Imagine a world without headphones. Everyone's vast variety of music colliding into chaos. In some places, music would be banned. After all, we can't have everyone blaring music in libraries, coffee shops, bookstores. Headphones allow us to listen to our favorite speakers, musicians, and movies. We enjoy our favorites without imposing on other people. We shield ourselves from being invaded by other people.

What do we miss in the process?

I was recently talking to a friend without realizing she was wearing headphones. She heard nothing that I said. I wondered...how often is God talking to me when I'm wearing headphones? What am I missing? It's not that he's not talking. I'm not listening. I'm clueless he's talking, because I'm absorbed by something else.

I'm consumed with my to-do list. My problems. My needs. My wants.

What are you absorbed by today?

Is there an area of your life God seems to be silent? How do you know when God, in his silence, is urging you to wait and trust...and when he seems silent but is actually speaking?

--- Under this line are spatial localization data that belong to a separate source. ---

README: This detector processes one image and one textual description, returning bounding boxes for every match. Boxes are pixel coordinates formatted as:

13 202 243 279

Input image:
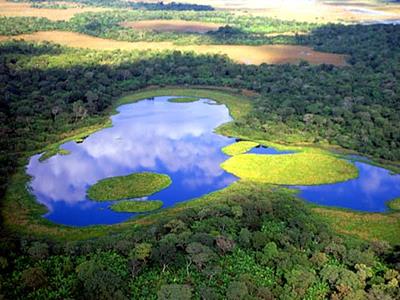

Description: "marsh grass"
110 200 163 213
167 97 200 103
387 198 400 211
221 152 358 185
87 172 172 201
313 207 400 245
222 141 259 156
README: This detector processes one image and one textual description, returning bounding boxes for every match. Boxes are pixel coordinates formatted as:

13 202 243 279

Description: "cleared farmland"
0 31 348 65
0 0 109 21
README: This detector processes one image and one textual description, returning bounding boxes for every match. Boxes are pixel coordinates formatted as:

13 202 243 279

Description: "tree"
72 100 87 121
226 281 249 300
157 284 192 300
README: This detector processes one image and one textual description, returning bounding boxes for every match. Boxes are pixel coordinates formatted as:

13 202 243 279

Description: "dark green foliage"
0 16 65 35
157 284 192 300
1 184 399 299
75 252 128 299
130 2 214 11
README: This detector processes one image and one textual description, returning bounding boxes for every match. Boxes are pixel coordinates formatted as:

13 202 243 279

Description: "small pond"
27 97 237 226
246 145 295 155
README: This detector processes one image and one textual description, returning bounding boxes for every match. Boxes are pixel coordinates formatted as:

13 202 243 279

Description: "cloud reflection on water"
27 97 237 226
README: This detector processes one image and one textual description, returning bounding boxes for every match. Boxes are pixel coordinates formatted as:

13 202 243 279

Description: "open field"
0 31 348 65
121 20 223 33
0 0 109 21
155 0 400 23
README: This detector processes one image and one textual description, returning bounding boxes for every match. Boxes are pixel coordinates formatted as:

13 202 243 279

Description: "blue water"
294 162 400 212
247 145 295 155
27 97 237 226
27 96 400 226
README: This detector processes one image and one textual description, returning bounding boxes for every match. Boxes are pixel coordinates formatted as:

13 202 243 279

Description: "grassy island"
87 172 171 201
110 200 163 213
222 141 259 156
387 198 400 211
221 152 358 185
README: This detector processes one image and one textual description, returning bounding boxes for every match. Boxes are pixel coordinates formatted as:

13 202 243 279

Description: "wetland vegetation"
88 172 172 201
221 152 358 185
222 141 260 156
0 1 400 299
110 200 163 213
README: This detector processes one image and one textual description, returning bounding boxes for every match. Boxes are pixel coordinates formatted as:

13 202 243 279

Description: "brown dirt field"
0 31 348 66
121 20 223 33
0 0 109 21
156 0 400 23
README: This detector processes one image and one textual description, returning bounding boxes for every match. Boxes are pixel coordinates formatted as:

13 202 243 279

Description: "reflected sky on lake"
295 162 400 212
27 97 237 226
27 96 400 226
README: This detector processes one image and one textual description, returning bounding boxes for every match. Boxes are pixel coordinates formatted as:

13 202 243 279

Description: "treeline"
130 2 214 11
1 182 399 299
0 16 64 36
18 0 214 10
0 11 313 45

Ask yourself: Am I wearing headphones? Am I consumed with my own wants, needs, problems, to-do list that I can't hear God speaking to me?

God is only silent in purpose. And his silence is limited. God speaks to us in a myriad of ways, but we have to be listening. We must hone a keen awareness. Watch. Search. Listen. Study. Speak.

Unplug. Take away the distractions. Headphones may help us be sensitive to those around us, but they hinder our relationship with God. You'll have to choose. Your preferences and your world or God's. Which will you choose today?

To those who listen to my teaching, more understanding will be given, and they will have an abundance of knowledge. But for those who are not listening, even what little understanding they have will be taken away from them. - Matthew 13:12 (NLT)

Friday, January 1, 2010

Best Year Yet

This is the best year yet! was a popular post on Facebook and Twitter for the first ten minutes of 2010. Why? Because nothing bad had happened yet. Can we only have a "good year" (or month or week or day) if it's trouble-free? Is our vision so handicapped that we correlate "the best" with a lack of problems or struggles? How spoiled are we?!

Therefore, since we have been made right in God’s sight by faith, we have peace with God because of what Jesus Christ our Lord has done for us. Because of our faith, Christ has brought us into this place of undeserved privilege where we now stand, and we confidently and joyfully look forward to sharing God’s glory. We can rejoice, too, when we run into problems and trials, for we know that they help us develop endurance. And endurance develops strength of character, and character strengthens our confident hope of salvation. And this hope will not lead to disappointment. For we know how dearly God loves us, because he has given us the Holy Spirit to fill our hearts with his love. – Romans 5:1-5

The Holy Spirit gives us everything we need. You have access to God’s love, courage, strength, joy, discernment (and the list goes on…) inside you, accessible at all times. So why do you think we still want to sit beside the road, bury our head in our hands and quit when we encounter struggles? Perhaps...
...Even when we know God provides all we need through him, we try to rely on our own strength and courage instead of tapping into his.
...We wait to tap into his strength and courage only when we’re completely exhausted. We try to hand him the baton, expecting him to run the rest of the way for us, not with us.
...We rely on the Holy Spirit to guide, equip, and encourage us so infrequently that we’re not sure how to listen and rely on him.
...We’re human. I don’t want this to become a crutch we rely on, but we have to admit, we’re going to struggle with our past baggage, current struggles, and future apprehensions. The key is whether we try to manage it all or rely on God to equip us to persevere and endure.

When we have problems and trials, we can develop endurance. (We can also sit and mope and whine and become self-focused.) Endurance develops character. Character develops our hope in salvation. And yet it's our hope in salvation, our relationship with Jesus, our acceptance and understanding of God’s character, that helps us deal with our problems and trials in the first place.

You'll have problems and trials this year, my friend. I guarantee it. Be determined in how you'll respond. It could be the best year yet!